The Brantingham protocol
Radiographic examination may be used and, if
necessary, laboratory tests, to rule out metabolic
diseases, such as gout, severe degenerative joint
disease and rheumatoid arthritis. Such diseases
are contra-indications for manipulative procedures.
A light traction (axial elongation grade 3 mobilization
5—10 times) of the hallux can then be initiated
at the joint, followed by the application of ice
surrounding the joint. Mild soreness during and
after this procedure is considered acceptable. This
can then be repeated for two to three visits.
However, if severe pain is felt by the patient, stop
mobilization of the HAVB joint and treat only the
other joint dysfunction in the foot and ankle.

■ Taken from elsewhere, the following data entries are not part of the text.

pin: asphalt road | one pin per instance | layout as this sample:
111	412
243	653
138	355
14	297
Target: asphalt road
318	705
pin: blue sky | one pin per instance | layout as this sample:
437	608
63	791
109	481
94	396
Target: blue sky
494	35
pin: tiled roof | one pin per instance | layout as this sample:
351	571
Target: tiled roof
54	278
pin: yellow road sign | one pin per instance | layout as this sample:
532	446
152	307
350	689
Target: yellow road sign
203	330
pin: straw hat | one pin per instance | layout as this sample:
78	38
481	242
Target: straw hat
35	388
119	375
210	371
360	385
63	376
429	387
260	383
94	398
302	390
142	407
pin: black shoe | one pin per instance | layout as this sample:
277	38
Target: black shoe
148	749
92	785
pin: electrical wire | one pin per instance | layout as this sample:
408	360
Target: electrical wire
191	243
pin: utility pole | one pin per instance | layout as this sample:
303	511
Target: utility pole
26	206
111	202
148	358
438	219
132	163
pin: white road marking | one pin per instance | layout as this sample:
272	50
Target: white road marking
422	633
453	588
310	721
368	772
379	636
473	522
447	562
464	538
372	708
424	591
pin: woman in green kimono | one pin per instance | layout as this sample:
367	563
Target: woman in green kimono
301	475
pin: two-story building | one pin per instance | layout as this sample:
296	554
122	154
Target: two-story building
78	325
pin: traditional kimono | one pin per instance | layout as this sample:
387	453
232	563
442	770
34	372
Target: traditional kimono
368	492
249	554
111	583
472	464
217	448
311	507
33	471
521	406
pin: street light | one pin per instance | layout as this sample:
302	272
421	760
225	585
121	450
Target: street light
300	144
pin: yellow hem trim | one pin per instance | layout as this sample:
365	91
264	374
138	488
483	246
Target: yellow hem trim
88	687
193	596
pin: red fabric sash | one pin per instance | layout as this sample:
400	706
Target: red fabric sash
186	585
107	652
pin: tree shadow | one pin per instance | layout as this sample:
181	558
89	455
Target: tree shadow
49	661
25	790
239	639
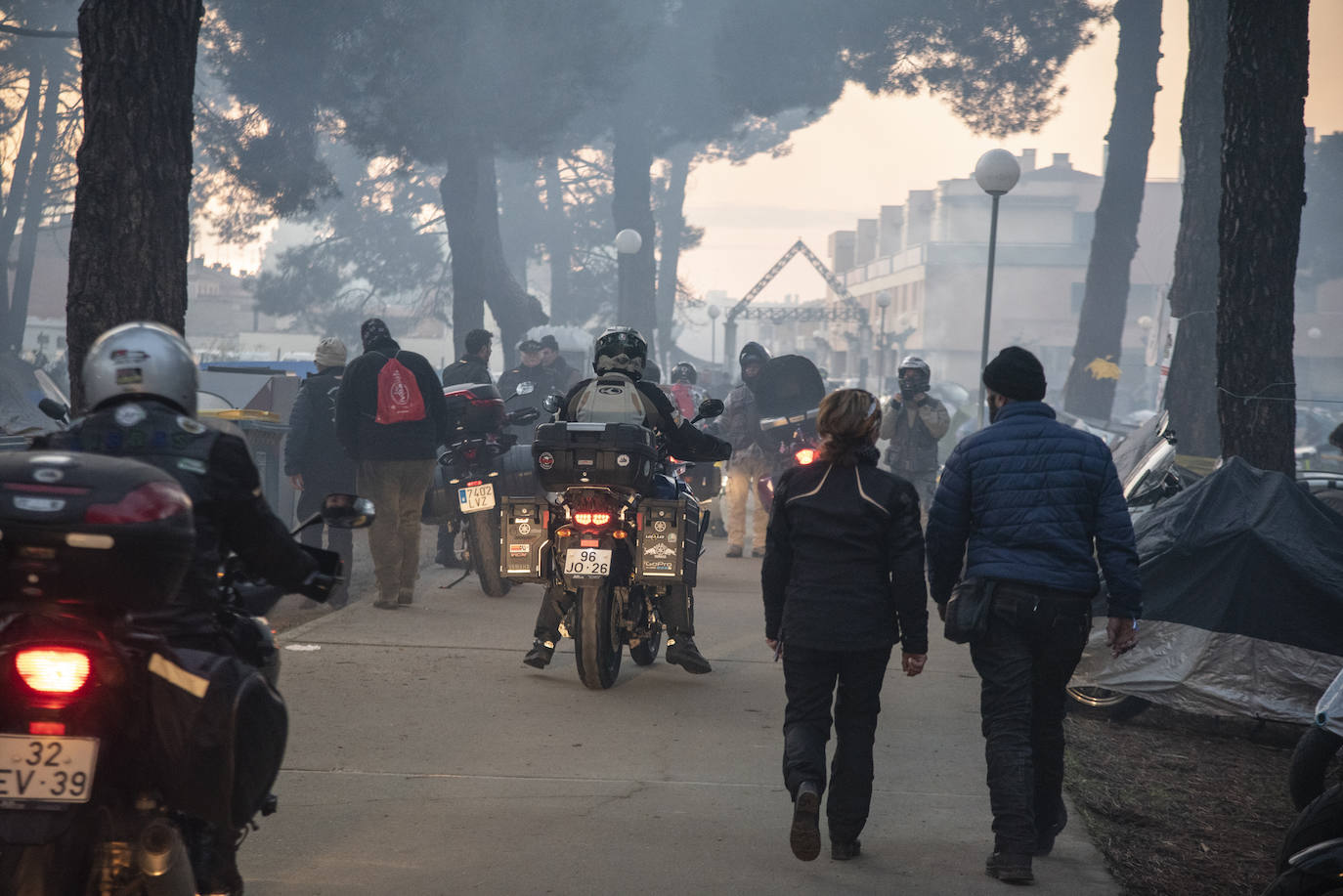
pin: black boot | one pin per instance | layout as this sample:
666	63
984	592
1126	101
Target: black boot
681	652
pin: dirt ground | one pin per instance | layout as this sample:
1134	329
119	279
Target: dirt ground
1184	803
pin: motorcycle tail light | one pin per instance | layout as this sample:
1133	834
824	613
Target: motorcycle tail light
150	502
53	670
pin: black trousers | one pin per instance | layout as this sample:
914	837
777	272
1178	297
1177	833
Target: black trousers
675	609
1025	660
808	680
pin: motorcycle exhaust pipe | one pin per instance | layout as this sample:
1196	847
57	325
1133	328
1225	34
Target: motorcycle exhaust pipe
162	860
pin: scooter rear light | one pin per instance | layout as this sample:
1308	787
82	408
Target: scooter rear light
53	669
150	502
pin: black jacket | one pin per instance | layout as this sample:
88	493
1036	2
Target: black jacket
844	565
469	368
312	448
356	408
215	469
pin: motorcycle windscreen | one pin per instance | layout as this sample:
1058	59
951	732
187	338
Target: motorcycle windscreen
789	384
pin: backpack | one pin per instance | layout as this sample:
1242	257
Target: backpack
399	400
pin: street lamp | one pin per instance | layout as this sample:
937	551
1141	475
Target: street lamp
995	172
628	244
883	303
714	332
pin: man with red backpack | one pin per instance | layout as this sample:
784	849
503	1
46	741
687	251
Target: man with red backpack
391	418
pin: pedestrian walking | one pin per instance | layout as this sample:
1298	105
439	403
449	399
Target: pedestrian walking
836	633
315	461
391	416
750	459
1029	505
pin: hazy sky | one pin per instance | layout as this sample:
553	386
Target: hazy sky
869	152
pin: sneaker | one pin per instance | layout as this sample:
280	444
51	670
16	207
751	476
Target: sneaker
541	655
681	652
1045	838
1010	868
804	835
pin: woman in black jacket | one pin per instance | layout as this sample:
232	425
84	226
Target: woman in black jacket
844	581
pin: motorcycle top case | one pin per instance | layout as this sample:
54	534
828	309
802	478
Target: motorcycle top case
93	530
620	455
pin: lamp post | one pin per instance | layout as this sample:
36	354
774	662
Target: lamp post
883	303
628	244
995	172
714	333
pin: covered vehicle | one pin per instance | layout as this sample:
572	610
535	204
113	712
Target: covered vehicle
1242	610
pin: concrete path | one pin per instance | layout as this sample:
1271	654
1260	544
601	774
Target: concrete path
424	758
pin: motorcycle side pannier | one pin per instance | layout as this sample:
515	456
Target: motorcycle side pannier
86	528
615	454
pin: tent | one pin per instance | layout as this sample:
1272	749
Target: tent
1242	601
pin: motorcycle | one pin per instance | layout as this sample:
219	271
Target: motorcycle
471	476
115	747
604	538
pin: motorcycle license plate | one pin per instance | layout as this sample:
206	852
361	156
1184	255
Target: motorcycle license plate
47	769
582	562
476	497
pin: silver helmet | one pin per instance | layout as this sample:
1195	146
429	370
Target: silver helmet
141	359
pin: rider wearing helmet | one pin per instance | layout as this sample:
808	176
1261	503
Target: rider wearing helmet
914	422
620	395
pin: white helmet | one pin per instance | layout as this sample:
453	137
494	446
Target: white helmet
141	359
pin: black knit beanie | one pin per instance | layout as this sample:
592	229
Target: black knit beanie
1016	373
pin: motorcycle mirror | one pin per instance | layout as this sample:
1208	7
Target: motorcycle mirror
348	512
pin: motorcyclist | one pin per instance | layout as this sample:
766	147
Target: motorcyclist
914	422
140	380
620	395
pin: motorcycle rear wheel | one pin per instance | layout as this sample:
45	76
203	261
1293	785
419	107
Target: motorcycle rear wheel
596	645
484	538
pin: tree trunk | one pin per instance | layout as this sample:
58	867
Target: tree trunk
1191	389
1100	332
35	206
673	230
1260	228
559	244
632	208
130	230
480	272
18	191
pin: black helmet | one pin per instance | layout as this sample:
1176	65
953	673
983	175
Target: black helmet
915	375
753	354
685	372
621	348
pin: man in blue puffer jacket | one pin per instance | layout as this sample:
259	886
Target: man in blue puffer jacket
1030	505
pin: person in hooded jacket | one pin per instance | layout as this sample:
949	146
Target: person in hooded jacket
395	459
841	513
750	457
315	461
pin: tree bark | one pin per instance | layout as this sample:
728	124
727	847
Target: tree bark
559	243
480	273
1260	228
632	207
35	206
1100	332
1191	389
130	230
673	232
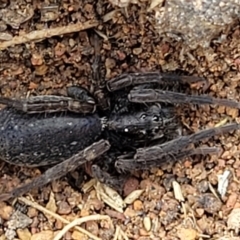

The following step, should no adverse response
develop, involves axial traction, and mild adduction
(toward the middle of the body) mobilization
of the hallux is performed using grades 3—4, again
followed by ice.
This procedure is repeated at the following consultations
using strong, grade 4 mobilization and,
lastly, a high velocity, low amplitude grade 5
manipulative thrust is applied to the joint. The
hallux is thrust into adduction and the first ray
(first metatarsal) into abduction. Ice is applied to
the joint at the end of each of these procedures.
The authors highlight the importance of constant
patient assessment. The speed at which the
patient progresses from mild mobilization to
grade 5 adjustment of this joint is dependent
on patient response in terms of pain and function.